Kohlenmonoxidvergiftung Ursache für Gasunglück in Hamburg weiter unklar

Drei Tote und 13 Verletzte, darunter ein einjähriges Baby - das ist die Bilanz des schweren Gasunfalls in Hamburg-Harburg. Wie das hochgiftige Kohlenmonoxid in die beiden Mehrfamilienhäuser geraten konnte, ist noch immer unklar.

DPA

Hamburg - Nach dem Kohlenmonoxid-Unglück im Süden Hamburgs mit drei Toten ist die Zahl der Verletzten auf 13 gestiegen. Mindestens ein Mensch schwebe noch in Lebensgefahr, sagte Polizeisprecher Mirko Streiber SPIEGEL ONLINE. Alle Verletzten seien in Krankenhäuser gebracht worden, darunter auch ein einjähriges Kind und seine Mutter.

Am Dienstagnachmittag waren in zwei benachbarten Mehrfamilienhäusern im Stadtteil Harburg hohe Kohlenmonoxidwerte gemessen worden. In verschiedenen Wohnungen fanden Einsatzkräfte der Feuerwehr schließlich drei Tote. Die Männer im Alter von 32, 56 und 72 Jahren waren von dem hochgiftigen Gas offenbar im Schlaf überrascht worden. Sie trugen noch Schlafanzüge, wie Polizeisprecher Streiber sagte.
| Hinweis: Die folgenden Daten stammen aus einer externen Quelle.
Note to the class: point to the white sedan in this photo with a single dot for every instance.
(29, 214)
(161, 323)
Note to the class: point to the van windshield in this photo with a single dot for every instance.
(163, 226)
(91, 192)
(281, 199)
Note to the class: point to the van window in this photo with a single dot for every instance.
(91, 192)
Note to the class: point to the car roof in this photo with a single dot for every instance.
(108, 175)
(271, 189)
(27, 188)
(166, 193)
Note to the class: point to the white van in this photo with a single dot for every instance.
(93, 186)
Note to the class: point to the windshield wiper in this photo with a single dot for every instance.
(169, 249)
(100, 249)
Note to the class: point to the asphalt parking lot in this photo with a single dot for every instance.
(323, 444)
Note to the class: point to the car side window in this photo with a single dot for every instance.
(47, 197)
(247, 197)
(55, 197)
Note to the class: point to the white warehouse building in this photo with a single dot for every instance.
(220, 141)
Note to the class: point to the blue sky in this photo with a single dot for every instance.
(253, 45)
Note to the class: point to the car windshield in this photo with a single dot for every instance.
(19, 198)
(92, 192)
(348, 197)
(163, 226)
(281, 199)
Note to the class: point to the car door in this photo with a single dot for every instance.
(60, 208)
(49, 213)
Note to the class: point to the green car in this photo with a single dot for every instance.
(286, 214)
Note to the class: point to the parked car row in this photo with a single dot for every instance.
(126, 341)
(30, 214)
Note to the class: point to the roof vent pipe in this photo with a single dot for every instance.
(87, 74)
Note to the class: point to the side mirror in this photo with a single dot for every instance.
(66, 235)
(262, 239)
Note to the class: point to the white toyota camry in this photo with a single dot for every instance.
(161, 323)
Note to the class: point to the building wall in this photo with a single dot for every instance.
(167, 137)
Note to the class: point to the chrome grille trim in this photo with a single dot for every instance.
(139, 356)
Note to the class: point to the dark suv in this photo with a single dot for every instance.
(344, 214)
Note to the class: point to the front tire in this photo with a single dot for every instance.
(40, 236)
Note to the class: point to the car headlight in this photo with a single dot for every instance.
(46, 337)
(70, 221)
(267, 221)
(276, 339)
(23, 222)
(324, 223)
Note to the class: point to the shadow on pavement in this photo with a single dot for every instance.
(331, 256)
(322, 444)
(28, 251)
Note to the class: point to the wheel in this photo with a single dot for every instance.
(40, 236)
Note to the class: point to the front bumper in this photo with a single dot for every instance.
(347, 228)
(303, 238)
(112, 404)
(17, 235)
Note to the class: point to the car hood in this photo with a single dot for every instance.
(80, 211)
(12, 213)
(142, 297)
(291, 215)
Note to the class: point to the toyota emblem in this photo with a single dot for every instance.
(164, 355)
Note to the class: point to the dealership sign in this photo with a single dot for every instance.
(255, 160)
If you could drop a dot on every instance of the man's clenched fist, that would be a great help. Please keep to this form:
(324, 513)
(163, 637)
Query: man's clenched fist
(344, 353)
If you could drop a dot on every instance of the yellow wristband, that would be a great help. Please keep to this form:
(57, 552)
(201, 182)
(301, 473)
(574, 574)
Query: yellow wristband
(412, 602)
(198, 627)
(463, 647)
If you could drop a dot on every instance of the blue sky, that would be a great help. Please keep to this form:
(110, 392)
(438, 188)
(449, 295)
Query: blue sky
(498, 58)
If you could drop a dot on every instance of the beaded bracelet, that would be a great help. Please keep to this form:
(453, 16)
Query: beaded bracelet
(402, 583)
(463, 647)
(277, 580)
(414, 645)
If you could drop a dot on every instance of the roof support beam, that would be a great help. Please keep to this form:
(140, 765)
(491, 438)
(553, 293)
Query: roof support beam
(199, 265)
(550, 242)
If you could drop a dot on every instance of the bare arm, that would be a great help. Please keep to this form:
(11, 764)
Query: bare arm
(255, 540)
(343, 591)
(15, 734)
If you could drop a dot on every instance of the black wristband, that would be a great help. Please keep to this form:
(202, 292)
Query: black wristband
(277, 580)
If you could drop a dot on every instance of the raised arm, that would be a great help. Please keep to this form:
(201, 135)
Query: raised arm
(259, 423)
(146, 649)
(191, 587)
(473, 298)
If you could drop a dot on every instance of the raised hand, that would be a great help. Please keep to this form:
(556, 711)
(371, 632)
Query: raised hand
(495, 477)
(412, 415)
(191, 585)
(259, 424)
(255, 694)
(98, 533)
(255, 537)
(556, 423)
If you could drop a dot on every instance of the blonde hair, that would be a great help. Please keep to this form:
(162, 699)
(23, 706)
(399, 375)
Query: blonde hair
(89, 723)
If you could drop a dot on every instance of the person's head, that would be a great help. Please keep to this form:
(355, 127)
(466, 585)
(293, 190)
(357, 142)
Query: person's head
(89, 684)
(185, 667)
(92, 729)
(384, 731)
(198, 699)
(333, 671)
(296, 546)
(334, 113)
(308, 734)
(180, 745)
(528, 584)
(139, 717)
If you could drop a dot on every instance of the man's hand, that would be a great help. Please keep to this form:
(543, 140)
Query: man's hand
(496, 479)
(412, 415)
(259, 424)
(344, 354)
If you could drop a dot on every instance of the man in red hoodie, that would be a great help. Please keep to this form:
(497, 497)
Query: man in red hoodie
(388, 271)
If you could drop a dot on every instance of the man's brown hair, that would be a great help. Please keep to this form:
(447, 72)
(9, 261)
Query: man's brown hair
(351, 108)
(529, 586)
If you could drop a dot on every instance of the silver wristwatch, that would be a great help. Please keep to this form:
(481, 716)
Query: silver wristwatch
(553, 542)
Wie das Gas in die Wohnungen gelangen konnte, ist immer noch unklar, ebenso wie der genaue Zeitpunkt des Unglücks. Laut Polizei überprüften Experten inzwischen die Schornsteine der Gebäude, diese funktionierten allerdings einwandfrei. Als nächstes würden die Heizungsanlagen getestet. Nachdem diese abgeschaltet worden waren, hatten sich die Kohlenmonoxidwerte bis Mittwochmorgen normalisiert.

Grenzwert um das 1666-fache überschritten

Ausgangspunkt war am Dienstagnachmittag ein Notfalleinsatz von Polizei und Feuerwehr in einem der Gebäude. Christoph Quednau, ein Schornsteinfeger, der zufällig in der Nähe war, half den Einsatzkräften nach eigenen Angaben mit seinem Messgerät aus. SPIEGEL ONLINE sagte er, in der ersten Wohnung habe er einen Kohlenmonoxid-Wert von rund 50.000 ppm (Parts per Million) registriert. Der Grenzwert liegt etwa für Arbeitsplätze bei 30 ppm. Nach dieser Messung habe sich die Feuerwehr entschieden, das Gebäude zu räumen und selbst nur noch mit Atemschutz zu betreten.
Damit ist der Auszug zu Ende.